Underneath the constant warnings lay a discernible sequence of events that led to the assault at the airport. After the embassy attack in the spring, FBI forensic investigators discovered that the bombers had laden their explosives with ordinary pressurized gas bottles, which magnified the force of the blast. Oxygen, propane, and similar gas canisters were simple to obtain almost anywhere in the world, the FBI noted in its final report. The fact that terrorists had not only set their sights on U.S. targets but were enhancing conventional explosives with everyday materials was never made known to the military commanders in Beirut. That's because the FBI never disseminated its report; it stayed locked within the CIA and the State Department.

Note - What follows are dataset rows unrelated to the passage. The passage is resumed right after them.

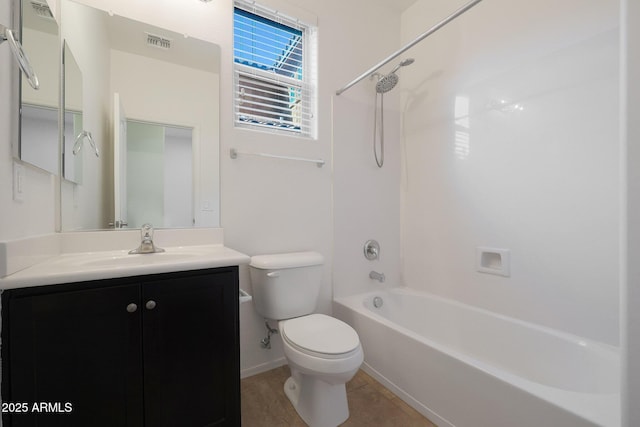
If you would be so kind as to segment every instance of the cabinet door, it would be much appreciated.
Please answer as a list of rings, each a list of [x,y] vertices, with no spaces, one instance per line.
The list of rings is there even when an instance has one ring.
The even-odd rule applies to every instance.
[[[237,274],[143,284],[146,425],[240,425]]]
[[[3,397],[30,405],[28,414],[5,414],[7,425],[143,425],[140,308],[127,310],[139,305],[139,285],[5,298]],[[39,413],[39,402],[54,406]]]

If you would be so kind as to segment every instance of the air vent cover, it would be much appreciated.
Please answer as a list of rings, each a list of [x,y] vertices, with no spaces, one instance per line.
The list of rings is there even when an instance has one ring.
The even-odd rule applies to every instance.
[[[51,13],[51,9],[46,3],[40,3],[36,1],[31,2],[31,8],[40,18],[44,19],[53,19],[53,14]]]
[[[147,35],[147,45],[159,49],[168,50],[171,48],[171,39],[167,39],[156,34],[145,33]]]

The most fateful signal came in late September. The National Security Agency, which intercepted radio and satellite communications around the globe, snatched a message from the Iranian Ministry of Information and Security to the Iranian ambassador in Syria. The ministry ordered the ambassador to get in touch with a man named Hussein Musawi, the head of an Islamic terrorist group called Amal. Musawi was to turn his sights on the multinational forces in Lebanon and was ordered to mount a "spectacular action against the United States Marines."
The Beirut airport was the only place to launch such a spectacular attack. The NSA intercept was the clearest indication yet that the Marines sat in the crosshairs. But owing to the cumbersome military chain of command and an inexplicable failure to grasp the "spectacular" urgency, the message wasn't delivered to senior military officials until two days after the bombing. Only then did the chief of naval intelligence notify his superiors in the Pentagon that the NSA was sitting on what one official later called a "twenty-four-karat gold document." A bona fide warning, unnoticed. The missed signal foreshadowed another overlooked phone call placed on September 10, 2001. It warned, in Arabic, that "tomorrow is zero hour," and it wasn't translated by the NSA until September 12.
The government had no way of capturing information and making it available to those who could discern its importance. At the White House, the NSC staff was the closest thing to an information traffic cop, and Poindexter and his colleagues struggled to control and understand the data swirling around them. Someone had to wrest control, Poindexter thought.